Guiding force and guiding force deviation: the metrics guiding force and respective guiding force deviation quantify the force profile required from a human operator to guide the robot end-effector at constant speed along the desired path.

First, the robot proprioceptive hand-guiding function is activated using the free guidance feature to determine the guiding force and the guiding force deviation. Then, the sensor is placed in its initial measurement position, and the robot end-effector is attached to the sensor via an adaptor plate (Fig. 6e). Next, the force and position measurements are activated. The linear units are controlled to perform a motion with constant velocity \(\dot{x}=250\,{{\rm{mm}}\,{\mathrm{s}}^{-1}}\) (corresponding to the maximum guiding velocity suggested by the ISO/TS 15066:2016(E) standard39), acceleration \(\ddot{x}=1\,{{\rm{mm}}\,{\mathrm{s}}^{-2}}\) and x = 400 mm along the y axis of the gantry. Then, the trajectory is reversed. When the initial start position of the sensor is reached again, the force recording stops. The configuration is checked and corrected, and the measurement procedure is repeated N = 30 times.

Manoeuvre effort: to quantify the effort required from a human operator to manually set the robot end-effector in motion, this metric measures the energy required to accelerate the robot end-effector from 0 to 250 mm s–1 (as the maximum guiding velocity suggested by the ISO/TS 15066:2016(E) standard39).

Kinaesthetic guidance energy: the kinaesthetic guidance energy metric quantifies the effort required from the human operator to move the robot end-effector from one side of the workspace to the other. It can be applied to workplace ergonomic evaluations.

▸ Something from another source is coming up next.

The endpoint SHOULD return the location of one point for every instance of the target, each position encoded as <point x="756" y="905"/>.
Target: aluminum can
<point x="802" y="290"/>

For the kinaesthetic guidance energy metric, the gantry position shown in Fig. 6d and the same experimental procedure explained for the GF metrics are used. Unlike for the GF metric, we evaluate the entire motion, including the phase in which \(\ddot{x} > 0\,{{\rm{mm}}\,{\mathrm{s}}^{-2}}\).

Human safety fitness metrics

For the human safety fitness metric set, we consider the conformance of the resulting collision forces to the ISO/TS 15066:2016 standard. Here transient and quasi-static contact forces are distinguished. Thus, we receive the metrics conformance to ISO-constrained transient collision force St and ISO-constrained quasi-static clamping force Sq.

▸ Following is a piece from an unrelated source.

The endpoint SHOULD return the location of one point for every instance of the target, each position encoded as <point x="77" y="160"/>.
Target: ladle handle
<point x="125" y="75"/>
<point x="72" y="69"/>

To measure the constrained collision forces, we use the Pilz robot measurement system for biomechanical force and pressure measurements, which records the force in the z direction for robot contact for 1,000 ms starting with the initial contact. Using the device, multiple spring stiffness and damping materials can be combined. The applied combinations refer to the ISO/TS 15066:2016 standard39 and are listed in Supplementary Table 28. The achieved number of safe transient contacts ns,t or quasi-static contacts ns,q is then divided by the number of conducted constrained collision tests Nc based on the number of tested body-part representations Nb and robot contact velocities \({N}_{\dot{{{\rm{x}}}}}\). We receive the human safety metrics as a percentage of tests, which resulted in forces complying with the ISO/TS 15066 thresholds (Supplementary Table 27).

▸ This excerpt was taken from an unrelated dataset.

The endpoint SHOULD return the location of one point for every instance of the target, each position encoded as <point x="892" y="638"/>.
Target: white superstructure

Finally, all the results are listed in Extended Data Tables 26.

The obtained datasets give the worst-case assumptions for the tactile fitness atlas. The mean and standard deviations are obtained for every absolute numeric metric, excluding obvious outliers. The worst-case assumption is derived by the sum of the mean and standard deviation rounded to one or the next multiple of 5. All means and standard deviations are listed with the corresponding metrics in Extended Data Tables 2, 5 and 6.